The list of accounts that are newly present in one day and were not present on the previous day is kept in the following date-partitioned tables:
substrate-etl.{relayChain}.accountsnew{paraID}
for all chains e.g. for Polkadot and Karura:
substrate-etl.polkadot.accountsnew0
substrate-etl.kusama.accountsnew2000
It is computed using the balances
table. Note an account can be "new" multiple times in a day range, e.g. new on day N, reaped on day N+1, new again on day N+2.
The # of New Accounts metric is computed using the above table in update_blocklog
for all chains with archive nodes.
The list of accounts that are newly present in one day and were not present on the previous day is kept in the following date-partitioned table:
substrate-etl.{relayChain}.accountsreaped{paraID}
for all chains e.g. for Polkadot and Karura:
substrate-etl.polkadot.accountsreaped0
substrate-etl.kusama.accountsreaped2000
It is computed using the balances
table. Note an account can be "reaped" multiple times in a day range, e.g. reaped on day N, new on day N+1, reaped again on day N+2.
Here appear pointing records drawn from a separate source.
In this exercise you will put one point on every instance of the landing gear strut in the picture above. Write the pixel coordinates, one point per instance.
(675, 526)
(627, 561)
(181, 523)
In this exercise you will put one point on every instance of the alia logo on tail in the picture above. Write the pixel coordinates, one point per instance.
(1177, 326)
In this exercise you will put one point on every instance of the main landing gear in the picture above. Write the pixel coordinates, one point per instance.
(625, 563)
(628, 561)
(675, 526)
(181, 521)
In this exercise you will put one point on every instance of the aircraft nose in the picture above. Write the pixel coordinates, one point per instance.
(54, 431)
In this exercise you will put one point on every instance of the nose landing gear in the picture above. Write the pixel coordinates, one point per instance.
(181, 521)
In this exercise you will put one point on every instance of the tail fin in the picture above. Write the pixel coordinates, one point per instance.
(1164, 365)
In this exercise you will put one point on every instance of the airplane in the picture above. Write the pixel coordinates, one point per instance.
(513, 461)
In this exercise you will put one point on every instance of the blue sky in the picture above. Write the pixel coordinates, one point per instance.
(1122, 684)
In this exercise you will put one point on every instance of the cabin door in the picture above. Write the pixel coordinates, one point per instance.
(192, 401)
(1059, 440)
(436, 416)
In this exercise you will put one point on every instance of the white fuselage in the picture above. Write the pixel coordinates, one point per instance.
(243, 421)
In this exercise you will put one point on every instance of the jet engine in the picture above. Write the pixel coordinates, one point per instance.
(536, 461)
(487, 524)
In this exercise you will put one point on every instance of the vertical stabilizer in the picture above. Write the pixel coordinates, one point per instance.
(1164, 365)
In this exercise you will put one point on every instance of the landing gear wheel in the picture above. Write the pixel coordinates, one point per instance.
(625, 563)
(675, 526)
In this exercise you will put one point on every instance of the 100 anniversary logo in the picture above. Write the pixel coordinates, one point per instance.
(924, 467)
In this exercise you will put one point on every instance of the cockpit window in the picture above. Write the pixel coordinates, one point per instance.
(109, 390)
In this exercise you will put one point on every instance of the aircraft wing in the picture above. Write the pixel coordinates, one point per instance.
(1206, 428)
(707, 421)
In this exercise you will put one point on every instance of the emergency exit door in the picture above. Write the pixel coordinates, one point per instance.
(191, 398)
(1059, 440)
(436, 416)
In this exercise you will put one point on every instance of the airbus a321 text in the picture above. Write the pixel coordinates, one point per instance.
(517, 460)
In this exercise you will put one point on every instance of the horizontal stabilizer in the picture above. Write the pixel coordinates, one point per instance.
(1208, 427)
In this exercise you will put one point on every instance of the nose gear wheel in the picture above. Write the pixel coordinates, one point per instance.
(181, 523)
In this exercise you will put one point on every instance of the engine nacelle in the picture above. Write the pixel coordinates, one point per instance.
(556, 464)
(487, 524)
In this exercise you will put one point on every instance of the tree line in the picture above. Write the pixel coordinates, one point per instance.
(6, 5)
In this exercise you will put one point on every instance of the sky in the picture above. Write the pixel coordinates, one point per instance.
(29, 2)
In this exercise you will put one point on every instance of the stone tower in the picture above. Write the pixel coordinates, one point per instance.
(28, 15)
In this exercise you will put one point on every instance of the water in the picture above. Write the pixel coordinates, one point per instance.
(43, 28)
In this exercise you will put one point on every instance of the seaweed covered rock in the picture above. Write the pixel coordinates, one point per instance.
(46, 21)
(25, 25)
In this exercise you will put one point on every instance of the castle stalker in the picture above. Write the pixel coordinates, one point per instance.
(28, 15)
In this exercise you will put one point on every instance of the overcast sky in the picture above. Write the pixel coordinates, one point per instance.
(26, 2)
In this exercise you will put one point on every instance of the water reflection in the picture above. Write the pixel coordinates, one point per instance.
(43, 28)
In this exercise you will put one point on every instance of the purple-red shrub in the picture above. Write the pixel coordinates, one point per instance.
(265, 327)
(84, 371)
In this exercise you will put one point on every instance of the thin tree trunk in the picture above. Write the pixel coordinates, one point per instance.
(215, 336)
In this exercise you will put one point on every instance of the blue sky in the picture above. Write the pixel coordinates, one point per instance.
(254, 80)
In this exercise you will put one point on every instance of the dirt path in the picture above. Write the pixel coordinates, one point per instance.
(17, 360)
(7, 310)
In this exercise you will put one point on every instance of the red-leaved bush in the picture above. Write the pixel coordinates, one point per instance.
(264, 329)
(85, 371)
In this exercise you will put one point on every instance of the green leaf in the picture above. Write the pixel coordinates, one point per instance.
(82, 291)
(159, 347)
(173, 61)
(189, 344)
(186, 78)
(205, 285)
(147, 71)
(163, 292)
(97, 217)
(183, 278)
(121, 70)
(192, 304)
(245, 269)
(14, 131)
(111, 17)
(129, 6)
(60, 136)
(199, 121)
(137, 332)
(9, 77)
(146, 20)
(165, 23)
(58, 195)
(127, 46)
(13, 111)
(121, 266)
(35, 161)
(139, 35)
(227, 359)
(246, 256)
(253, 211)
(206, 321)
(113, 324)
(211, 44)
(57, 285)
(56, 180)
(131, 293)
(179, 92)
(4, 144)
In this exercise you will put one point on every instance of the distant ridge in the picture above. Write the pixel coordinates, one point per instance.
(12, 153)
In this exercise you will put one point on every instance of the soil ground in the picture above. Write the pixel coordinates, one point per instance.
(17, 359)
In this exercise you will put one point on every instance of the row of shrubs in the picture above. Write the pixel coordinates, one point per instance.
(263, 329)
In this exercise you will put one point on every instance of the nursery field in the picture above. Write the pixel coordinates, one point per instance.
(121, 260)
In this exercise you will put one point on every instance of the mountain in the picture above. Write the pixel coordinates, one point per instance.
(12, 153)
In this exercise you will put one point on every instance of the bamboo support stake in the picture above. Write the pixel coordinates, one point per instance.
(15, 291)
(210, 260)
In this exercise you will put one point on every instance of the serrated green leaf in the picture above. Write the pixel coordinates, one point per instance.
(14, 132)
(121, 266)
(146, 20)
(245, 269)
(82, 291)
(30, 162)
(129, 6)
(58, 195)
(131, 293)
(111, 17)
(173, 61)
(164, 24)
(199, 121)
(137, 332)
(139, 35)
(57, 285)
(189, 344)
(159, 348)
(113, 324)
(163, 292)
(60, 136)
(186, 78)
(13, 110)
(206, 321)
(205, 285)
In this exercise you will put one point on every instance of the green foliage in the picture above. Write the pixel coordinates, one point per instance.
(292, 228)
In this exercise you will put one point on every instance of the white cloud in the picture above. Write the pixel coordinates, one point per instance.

The # of Reaped Accounts metric is computed using the above tables in
update_blocklog
for all chains.
The # of Signed Extrinsics is computed using the following table using the column signed
using update_blocklog
for all chains:
substrate-etl.{relayChain}.extrinsics{paraID}
The # of Events metric is computed using the following table, and includes events from both signed and unsigned extrinsics using update_blocklog
:
substrate-etl.{relayChain}.events{paraID}
The # of Transfers metric is computed using the following table, and includes transfers from both signed and unsigned extrinsics using update_blocklog
substrate-etl.{relayChain}.transfers{paraID}
Important: Because some parachains include duplicate events for the same underlying transfer, a best effort was made to dedup events to only include one event. Further details concerning XCM Transfers will be provided.
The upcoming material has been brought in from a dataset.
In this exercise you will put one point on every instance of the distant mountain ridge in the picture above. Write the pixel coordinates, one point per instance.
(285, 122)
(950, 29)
The process of matching XCM Transfers between an origination chain and a destination chain with topics will be detailed further in Q3 2023.
Important: Because some parachains do not provide archive nodes (see "Issues"), only tables from chains that provide archive nodes can be included. If new archive nodes become available for these chains, the above datasets may be adjusted.
The above is computed with dump_networkmetrics
once all chains have completed that can be ignored (marked with an "Ignore" flag). Some chains without archive nodes must be ignored (generally these are new chains) as a condition in the above
aggregation. Otherwise this is initiated once all chains are marked as Audited or AuditRequired.